O juiz Humberto Luiz Carapunarla, do 2º Juizado Especial Cível de Maringá, negou embargos de declaração e manteve esta semana a sentença contra o empresário Nilton Migliozzi por injúria racial e o condenou ao pagamento de R$ 20 mil a título de indenização por dano moral.

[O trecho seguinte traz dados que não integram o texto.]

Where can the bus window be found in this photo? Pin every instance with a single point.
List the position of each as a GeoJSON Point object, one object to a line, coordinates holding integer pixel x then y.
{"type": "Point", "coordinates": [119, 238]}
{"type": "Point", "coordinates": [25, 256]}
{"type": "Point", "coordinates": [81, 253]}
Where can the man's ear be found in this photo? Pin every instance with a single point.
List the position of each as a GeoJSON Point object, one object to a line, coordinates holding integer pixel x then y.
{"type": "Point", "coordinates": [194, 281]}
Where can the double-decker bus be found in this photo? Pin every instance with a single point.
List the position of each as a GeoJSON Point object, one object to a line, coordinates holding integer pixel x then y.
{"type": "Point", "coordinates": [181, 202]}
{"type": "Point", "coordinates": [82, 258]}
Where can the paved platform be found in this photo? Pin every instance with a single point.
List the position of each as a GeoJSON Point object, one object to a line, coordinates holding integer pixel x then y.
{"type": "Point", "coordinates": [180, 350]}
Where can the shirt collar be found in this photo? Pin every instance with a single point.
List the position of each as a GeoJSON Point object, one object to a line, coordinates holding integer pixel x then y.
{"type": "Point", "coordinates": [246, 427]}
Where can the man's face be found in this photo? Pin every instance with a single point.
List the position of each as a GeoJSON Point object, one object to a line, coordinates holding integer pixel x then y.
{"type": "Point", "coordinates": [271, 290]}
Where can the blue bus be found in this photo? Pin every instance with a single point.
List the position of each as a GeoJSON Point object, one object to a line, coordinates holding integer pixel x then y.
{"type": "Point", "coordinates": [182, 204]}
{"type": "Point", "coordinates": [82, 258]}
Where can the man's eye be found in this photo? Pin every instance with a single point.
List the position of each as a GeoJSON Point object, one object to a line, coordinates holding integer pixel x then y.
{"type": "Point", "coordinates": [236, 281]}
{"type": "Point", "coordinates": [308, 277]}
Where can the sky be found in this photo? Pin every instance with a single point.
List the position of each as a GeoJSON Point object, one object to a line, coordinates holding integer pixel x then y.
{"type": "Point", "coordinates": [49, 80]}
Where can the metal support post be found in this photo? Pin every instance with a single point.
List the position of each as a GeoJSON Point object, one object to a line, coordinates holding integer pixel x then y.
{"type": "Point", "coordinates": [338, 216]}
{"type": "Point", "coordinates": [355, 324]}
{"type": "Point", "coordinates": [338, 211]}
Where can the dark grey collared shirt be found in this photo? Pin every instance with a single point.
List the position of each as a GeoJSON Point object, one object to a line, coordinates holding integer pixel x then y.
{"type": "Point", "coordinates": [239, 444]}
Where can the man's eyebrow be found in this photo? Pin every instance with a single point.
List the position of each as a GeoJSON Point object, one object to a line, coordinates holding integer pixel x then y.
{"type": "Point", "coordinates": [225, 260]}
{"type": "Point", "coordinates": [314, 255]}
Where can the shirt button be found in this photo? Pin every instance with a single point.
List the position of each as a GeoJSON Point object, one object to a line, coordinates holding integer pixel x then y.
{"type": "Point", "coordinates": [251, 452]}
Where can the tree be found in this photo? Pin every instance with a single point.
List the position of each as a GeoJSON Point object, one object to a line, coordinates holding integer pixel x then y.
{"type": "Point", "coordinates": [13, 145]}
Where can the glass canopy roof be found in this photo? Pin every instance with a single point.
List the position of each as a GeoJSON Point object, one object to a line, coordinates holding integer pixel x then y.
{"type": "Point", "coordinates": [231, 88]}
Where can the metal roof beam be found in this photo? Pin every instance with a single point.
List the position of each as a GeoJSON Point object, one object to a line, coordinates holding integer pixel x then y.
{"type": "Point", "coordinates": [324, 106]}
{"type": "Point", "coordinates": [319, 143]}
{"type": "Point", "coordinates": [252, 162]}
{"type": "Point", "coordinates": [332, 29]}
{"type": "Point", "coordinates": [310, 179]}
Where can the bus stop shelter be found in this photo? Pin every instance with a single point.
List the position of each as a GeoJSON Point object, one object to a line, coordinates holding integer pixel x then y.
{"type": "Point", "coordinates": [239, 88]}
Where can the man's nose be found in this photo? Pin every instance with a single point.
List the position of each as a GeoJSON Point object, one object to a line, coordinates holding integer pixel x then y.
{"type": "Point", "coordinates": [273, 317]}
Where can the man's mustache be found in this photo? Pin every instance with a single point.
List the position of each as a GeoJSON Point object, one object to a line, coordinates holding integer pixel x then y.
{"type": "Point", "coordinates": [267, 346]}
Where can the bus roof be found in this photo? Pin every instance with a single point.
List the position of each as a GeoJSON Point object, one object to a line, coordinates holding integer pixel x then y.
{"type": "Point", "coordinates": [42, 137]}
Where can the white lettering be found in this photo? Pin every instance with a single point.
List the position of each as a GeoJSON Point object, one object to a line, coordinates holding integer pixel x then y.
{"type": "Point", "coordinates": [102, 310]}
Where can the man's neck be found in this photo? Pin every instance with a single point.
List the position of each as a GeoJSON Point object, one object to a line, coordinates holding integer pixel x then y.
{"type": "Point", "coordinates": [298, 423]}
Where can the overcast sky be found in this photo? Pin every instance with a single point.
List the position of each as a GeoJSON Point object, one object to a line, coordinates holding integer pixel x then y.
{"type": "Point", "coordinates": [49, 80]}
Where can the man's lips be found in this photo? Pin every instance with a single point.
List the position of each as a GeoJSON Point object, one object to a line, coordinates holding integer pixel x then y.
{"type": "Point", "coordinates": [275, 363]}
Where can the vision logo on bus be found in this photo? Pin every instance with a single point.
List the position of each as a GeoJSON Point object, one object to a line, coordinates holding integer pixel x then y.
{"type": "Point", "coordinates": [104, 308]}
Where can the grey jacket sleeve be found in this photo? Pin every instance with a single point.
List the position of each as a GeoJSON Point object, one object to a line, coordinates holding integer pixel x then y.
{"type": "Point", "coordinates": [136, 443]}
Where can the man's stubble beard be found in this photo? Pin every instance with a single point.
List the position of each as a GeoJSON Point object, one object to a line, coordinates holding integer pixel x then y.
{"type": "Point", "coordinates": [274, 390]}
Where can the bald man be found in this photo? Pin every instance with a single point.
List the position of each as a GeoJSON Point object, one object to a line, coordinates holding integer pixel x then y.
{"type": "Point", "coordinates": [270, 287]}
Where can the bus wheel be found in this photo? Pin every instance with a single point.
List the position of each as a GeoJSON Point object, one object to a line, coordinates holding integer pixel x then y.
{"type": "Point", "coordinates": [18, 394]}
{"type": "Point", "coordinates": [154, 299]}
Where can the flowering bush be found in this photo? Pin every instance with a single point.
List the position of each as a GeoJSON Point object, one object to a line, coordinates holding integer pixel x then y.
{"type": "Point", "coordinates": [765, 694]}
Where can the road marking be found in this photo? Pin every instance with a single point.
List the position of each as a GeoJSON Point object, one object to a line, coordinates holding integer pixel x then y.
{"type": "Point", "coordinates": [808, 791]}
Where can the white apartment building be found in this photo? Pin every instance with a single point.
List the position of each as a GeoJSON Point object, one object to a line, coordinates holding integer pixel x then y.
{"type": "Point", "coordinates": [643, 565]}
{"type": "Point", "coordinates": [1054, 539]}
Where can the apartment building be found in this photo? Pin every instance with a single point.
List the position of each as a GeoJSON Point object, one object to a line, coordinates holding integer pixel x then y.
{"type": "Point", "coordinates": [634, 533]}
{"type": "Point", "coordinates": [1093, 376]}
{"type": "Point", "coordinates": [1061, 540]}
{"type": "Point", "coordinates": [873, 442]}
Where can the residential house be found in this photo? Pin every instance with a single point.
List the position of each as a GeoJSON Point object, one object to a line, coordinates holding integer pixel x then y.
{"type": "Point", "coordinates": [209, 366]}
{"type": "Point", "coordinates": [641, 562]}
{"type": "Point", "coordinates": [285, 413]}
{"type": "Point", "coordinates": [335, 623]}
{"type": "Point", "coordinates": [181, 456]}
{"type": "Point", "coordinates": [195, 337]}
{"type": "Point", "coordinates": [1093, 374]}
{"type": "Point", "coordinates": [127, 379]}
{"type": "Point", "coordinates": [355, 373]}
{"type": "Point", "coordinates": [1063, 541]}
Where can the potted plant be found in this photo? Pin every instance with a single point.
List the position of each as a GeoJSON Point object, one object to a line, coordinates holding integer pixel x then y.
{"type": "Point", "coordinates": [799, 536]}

Migliozzi, fundador e administrador de vários empreendimentos, como a rede de Hotéis Elo, foi acusado de, em 16 de outubro de 2012, ter ofendido verbalmente C. D. F., funcionária da Gol Transportes Aéreos S/A, no setor de check-in da empresa, no Aeroporto Regional Silvio Name Junior.
De acordo com a petição inicial, o empresário furou a fila de passageiros que aguardavam para embarcar e disse que queria ser atendido “imediatamente”. Ela pediu que ele aguardasse na fila para ser atendido, quando ele informou que era cliente Diamante (passageiro que tem atendimento preferencial), e em razão disso a funcionária indicou a fila de prioridade. Migliozzi, segundo o relato dos autos, insistiu que queria ser atendido ali, sem estar em qualquer fila, e “imediatamente”. Em seguida, dirigiu-se ao balcão ao lado, onde se encontrava outro funcionário da empresa Gol, igualmente sem respeitar fila ou qualquer procedimento de embarque, e exigiu ser atendido de imediato, “de forma ríspida e grosseira”. Ao receber a mesma indicação, para ir à fila de prioridade para atendimento rápido, ele destratou o funcionário, chamando-o de “japonês safado”, voltou ao balcão e começou a mudar o tom de voz e dizer: “você vai
ver se não vai me atender”, “você é uma bichinha, você vai me atender aqui sim”. Diante do pedido da funcionária para que parasse de ofendê-la, pois, da mesma forma que ela o estava respeitando, também queria ser respeitada, caso contrário iria chamar a polícia, e ainda de acordo com a ação, ele chamou-a várias vezes de “bicho”, que ela deveria lhe atender ali e que ninguém iria fazê-lo sair dali. O empresário teria em seguida chamado a mulher de “macaca”, em alusão pejorativa à cor de sua pele. Foi registrada queixa na Delegacia da Mulher e instaurado processo penal.
Na sentença, no final de julho, o juízo entendeu que houve ato ilícito, com lesão moral, dado o constrangimento perante vários passageiros que estavam no aeroporto. O processo de indenização foi ajuizado em julho de 2013.